Hi! Some of you know me as Candi, most of you know me by my author name, CM Wright.
If you want to skip over the background details and get right to the reason, just look for the bold print.
I was diagnosed with Polycythemia Vera on Valentine's Day 2017, which is also my middle son's birthday. I had been misdiagnosed for so long, I was already in an advanced stage of the disease (cancer). Normally, it can be treated with little more than phlebotomy therapy. In simple terms, my body produces an extreme amount of iron. Eventually, it can turn into leukemia.
In my situation, some of my organs have been affected, and I also have to have aggressive treatments. I am also supposed to avoid stress. Unfortunately, the expenses related to everyday life and medical bills, treatments, medications and even the expense of traveling to appointments is the biggest cause of my stress.
My husband has been absolutely wonderful and so supportive. There's many days he has to miss work because of me, which hurts us financially even more, but there's not much we can do about it. To add even more stress on us both, his checks are being garnished for medical bills from a hospital I will never set foot in again. So sometimes, most times, his paychecks barely cover his gas to get to work.
We have very little food, mostly ramen noodles, which is probably one of the worst things for me to eat. And our electricity and water are constantly being disconnected. Family and close friends have helped us a lot, but it's a huge strain on them as well.

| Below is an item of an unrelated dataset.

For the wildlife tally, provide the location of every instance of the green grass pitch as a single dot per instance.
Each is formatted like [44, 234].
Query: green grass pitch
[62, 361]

The latest addition of stress thrown at us is we can't afford to have our gas reconnected for heating our home. We had it shut off over the spring and summer, expecting to pay it off over time, but with everything hitting us at once, it never happened. To reconnect, we need $525.52.
We're hoping to raise a bit more for food and to pay the water bill, but our priority is heat.
We aren't eligible for any assistance. I know. It's crazy, but the truth. They go by gross income, not what you actually bring home, OR could POTENTIALLY be bringing home if you hadn't missed a day or two of work in that pay period for your needy spouse. Shame on me!
So basically...we need help. Not many people are good at asking for help for themselves, and I'm one of them. So I'm thinking of my kids and my husband, and what it will mean for them if they don't have me around (LOL not a pretty thought!) and how maybe, just maybe, I can help destress all of us. Give us a chance to breathe a little, regroup, and emerge from the rubble, on fire and ready to keep fighting.
Thank you for any and all help, even of all you can do is offer words of encouragement, prayers or sharing this with others. Those things mean more to me than you could know. They play a huge roll in what's gotten me through this far, and even if I haven't had the energy to tell you personally, please know the messages and comments left on FB and messenger have sometimes been the only things to make me smile and lift me up when I really didn't think I had it in me.